Joshua Meisenhelter1,Matthew Langenstein1,Jeffery Saven2,Darrin Pochan1,Chris Kloxin1
University of Delaware1,University of Pennsylvania2
Joshua Meisenhelter1,Matthew Langenstein1,Jeffery Saven2,Darrin Pochan1,Chris Kloxin1
University of Delaware1,University of Pennsylvania2
Proteins are capable of incredibly complex tasks enabled by their structure and exact display of chemical functional groups. Non-native materials applications of proteins are often limited owing to their sensitivity to denaturation upon chemical modification. Unlike most proteins, shorter peptide sequences are able to undergo denaturing and refolding cycles. This work investigated use of a peptide-based material that possesses the exact display of chemistry and self-assembling properties of proteins but is readily modified without negatively impacting the hierarchical structure.
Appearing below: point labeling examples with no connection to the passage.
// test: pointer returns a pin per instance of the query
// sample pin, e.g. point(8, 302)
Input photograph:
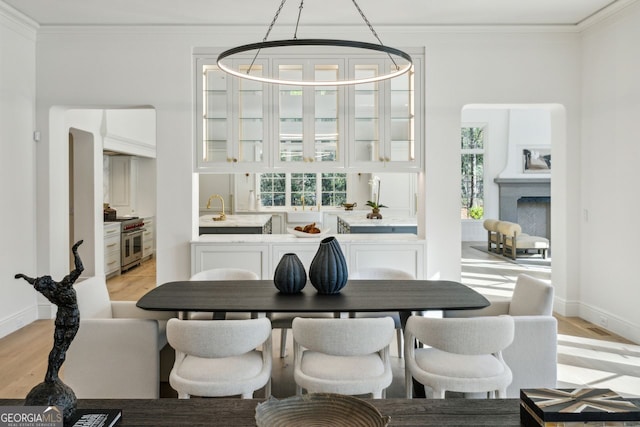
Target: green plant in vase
point(375, 205)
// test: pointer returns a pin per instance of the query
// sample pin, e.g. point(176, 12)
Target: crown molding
point(604, 14)
point(17, 21)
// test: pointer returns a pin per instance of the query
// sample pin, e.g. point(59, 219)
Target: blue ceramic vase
point(328, 270)
point(290, 276)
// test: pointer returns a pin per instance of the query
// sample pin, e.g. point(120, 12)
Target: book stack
point(576, 407)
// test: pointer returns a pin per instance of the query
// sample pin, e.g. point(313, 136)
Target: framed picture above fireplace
point(536, 160)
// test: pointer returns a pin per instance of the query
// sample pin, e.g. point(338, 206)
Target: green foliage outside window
point(472, 172)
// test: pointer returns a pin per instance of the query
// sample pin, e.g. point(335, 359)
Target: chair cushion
point(446, 364)
point(235, 368)
point(346, 368)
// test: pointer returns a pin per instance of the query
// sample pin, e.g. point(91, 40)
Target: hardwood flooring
point(23, 354)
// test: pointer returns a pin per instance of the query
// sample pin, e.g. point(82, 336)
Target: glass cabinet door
point(401, 135)
point(215, 115)
point(309, 125)
point(291, 115)
point(326, 115)
point(366, 133)
point(251, 124)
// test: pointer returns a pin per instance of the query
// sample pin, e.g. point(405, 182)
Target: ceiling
point(314, 12)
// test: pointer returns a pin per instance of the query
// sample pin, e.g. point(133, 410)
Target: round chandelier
point(399, 67)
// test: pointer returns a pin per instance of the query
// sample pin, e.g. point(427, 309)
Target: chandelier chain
point(295, 34)
point(273, 21)
point(366, 21)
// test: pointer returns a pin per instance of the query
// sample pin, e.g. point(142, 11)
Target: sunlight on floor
point(582, 362)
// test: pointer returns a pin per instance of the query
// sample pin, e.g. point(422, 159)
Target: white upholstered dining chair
point(119, 349)
point(222, 274)
point(346, 356)
point(533, 355)
point(384, 274)
point(461, 355)
point(220, 358)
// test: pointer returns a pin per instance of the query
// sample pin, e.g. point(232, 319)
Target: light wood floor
point(23, 354)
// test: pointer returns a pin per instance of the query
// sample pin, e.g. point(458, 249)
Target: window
point(472, 172)
point(291, 189)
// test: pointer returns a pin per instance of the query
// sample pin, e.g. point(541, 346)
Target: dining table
point(262, 297)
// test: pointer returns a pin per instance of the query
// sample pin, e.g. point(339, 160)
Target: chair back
point(344, 337)
point(470, 336)
point(381, 273)
point(93, 298)
point(217, 339)
point(531, 297)
point(225, 274)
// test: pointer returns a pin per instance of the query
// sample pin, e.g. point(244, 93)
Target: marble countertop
point(359, 218)
point(234, 221)
point(290, 238)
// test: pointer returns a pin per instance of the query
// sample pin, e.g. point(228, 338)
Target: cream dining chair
point(220, 358)
point(384, 274)
point(345, 356)
point(461, 355)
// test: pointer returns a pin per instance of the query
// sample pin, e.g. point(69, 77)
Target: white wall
point(106, 66)
point(18, 300)
point(610, 152)
point(113, 67)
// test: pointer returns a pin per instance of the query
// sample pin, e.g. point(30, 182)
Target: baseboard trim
point(18, 321)
point(610, 322)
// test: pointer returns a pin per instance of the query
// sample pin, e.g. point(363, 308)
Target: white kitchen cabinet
point(111, 240)
point(246, 256)
point(309, 125)
point(123, 182)
point(231, 133)
point(249, 126)
point(261, 253)
point(148, 238)
point(384, 127)
point(407, 257)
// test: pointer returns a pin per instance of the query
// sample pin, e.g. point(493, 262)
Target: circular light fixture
point(390, 51)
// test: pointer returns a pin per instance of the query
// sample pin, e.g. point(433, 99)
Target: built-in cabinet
point(123, 179)
point(249, 126)
point(148, 238)
point(262, 253)
point(111, 240)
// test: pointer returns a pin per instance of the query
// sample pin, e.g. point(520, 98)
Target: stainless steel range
point(131, 242)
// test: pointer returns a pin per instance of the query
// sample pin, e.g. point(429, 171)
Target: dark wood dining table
point(235, 412)
point(261, 296)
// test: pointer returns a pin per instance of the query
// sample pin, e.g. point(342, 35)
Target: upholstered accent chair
point(345, 356)
point(494, 239)
point(220, 358)
point(118, 349)
point(383, 274)
point(222, 274)
point(533, 354)
point(461, 355)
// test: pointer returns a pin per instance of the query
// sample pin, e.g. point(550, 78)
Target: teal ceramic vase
point(328, 270)
point(290, 276)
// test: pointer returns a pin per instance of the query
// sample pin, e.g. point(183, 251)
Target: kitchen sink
point(306, 217)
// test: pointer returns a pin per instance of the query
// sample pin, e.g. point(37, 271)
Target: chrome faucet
point(222, 216)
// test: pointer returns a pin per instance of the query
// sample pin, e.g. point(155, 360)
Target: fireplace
point(526, 201)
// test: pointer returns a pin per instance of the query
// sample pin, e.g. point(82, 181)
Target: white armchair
point(346, 356)
point(116, 352)
point(533, 354)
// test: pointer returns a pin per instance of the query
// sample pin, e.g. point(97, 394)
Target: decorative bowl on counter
point(298, 233)
point(319, 409)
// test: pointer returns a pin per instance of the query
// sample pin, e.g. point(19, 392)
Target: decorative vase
point(328, 270)
point(375, 214)
point(290, 276)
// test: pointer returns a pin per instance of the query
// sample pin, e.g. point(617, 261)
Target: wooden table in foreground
point(239, 412)
point(261, 296)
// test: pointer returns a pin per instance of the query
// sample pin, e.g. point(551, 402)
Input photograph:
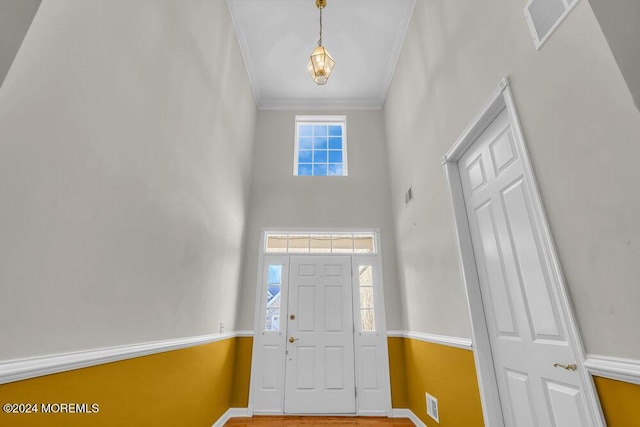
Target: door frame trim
point(381, 322)
point(500, 100)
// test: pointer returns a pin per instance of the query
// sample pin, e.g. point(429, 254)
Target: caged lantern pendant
point(320, 63)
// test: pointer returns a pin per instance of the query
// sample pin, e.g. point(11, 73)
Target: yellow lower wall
point(449, 374)
point(190, 387)
point(445, 372)
point(620, 402)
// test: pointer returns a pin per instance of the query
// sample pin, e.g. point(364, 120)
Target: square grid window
point(320, 146)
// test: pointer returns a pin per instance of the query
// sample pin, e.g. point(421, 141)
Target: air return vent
point(544, 16)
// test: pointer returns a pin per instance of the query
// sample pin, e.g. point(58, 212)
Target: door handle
point(570, 367)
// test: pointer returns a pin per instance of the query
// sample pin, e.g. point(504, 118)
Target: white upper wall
point(620, 23)
point(126, 132)
point(15, 18)
point(279, 199)
point(582, 130)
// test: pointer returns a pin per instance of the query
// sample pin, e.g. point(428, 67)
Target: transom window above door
point(320, 146)
point(320, 243)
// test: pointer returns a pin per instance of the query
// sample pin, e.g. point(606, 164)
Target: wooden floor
point(309, 421)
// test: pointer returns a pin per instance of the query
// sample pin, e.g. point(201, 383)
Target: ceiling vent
point(544, 16)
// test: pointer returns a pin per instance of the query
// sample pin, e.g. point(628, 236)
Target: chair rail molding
point(615, 368)
point(463, 343)
point(22, 369)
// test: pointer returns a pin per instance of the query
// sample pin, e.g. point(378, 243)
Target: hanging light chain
point(320, 40)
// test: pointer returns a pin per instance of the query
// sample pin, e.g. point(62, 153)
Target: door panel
point(526, 331)
point(320, 373)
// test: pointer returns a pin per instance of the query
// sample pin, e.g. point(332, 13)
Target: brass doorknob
point(570, 367)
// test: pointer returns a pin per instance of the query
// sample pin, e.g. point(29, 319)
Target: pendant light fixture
point(320, 62)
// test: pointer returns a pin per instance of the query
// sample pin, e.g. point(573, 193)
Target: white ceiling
point(364, 37)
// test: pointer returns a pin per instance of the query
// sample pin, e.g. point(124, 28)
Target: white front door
point(319, 366)
point(526, 330)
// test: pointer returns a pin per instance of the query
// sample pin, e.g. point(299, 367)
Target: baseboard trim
point(463, 343)
point(615, 368)
point(22, 369)
point(246, 412)
point(407, 413)
point(232, 413)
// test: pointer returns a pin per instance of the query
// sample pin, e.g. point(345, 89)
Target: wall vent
point(408, 196)
point(432, 407)
point(544, 16)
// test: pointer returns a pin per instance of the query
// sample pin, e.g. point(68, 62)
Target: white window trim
point(328, 120)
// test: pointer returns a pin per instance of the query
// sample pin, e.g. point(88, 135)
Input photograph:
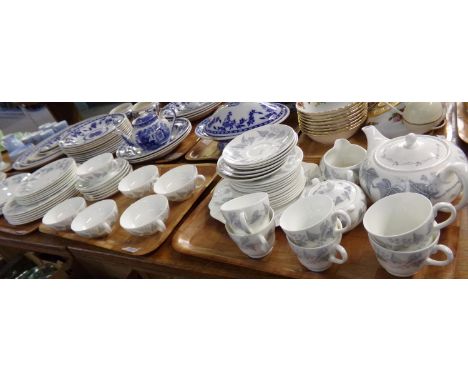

In previous work, 29-amino acid sequence peptides were computationally designed to form four-peptide coiled-coil assemblies or bundlemers. The bundlemers were stable over a range of temperatures and pH as an individual unit and were modified with maleimide and thiol functional groups to polymerize through a thiol-Michael reaction to form rigid-rods. Here, we investigate the effect of truncating the 29-amino acid coiled-coil sequence to 15-amino acids. Circular dichroism revealed that the 15-amino acid sequence only forms random-coils; however, subsequent bioconjugation of two 15-amino acid peptides at their N-termini resulted in extraordinarily long rigid-rods (2nm wide by multiple microns long), as observed by cryo-TEM. The observed polymerization is hypothesized to follow a chain-growth assembly mechanism that relies on the transient formation of unstable 15-amino acid coiled-coils that initiate/nucleate stable rigid-rod formation via overhanging 15 amino-acid random-coils. This pathway is unique from the previous 29-amino acid sequences, which form through a step-growth assembly pathway. The newly developed 15-amino acid peptide sequence accesses new assembly pathways for the creation of extraordinarily rigid polymers for broad applications ranging from nanowires to ultra-strong and ultra-light fibers.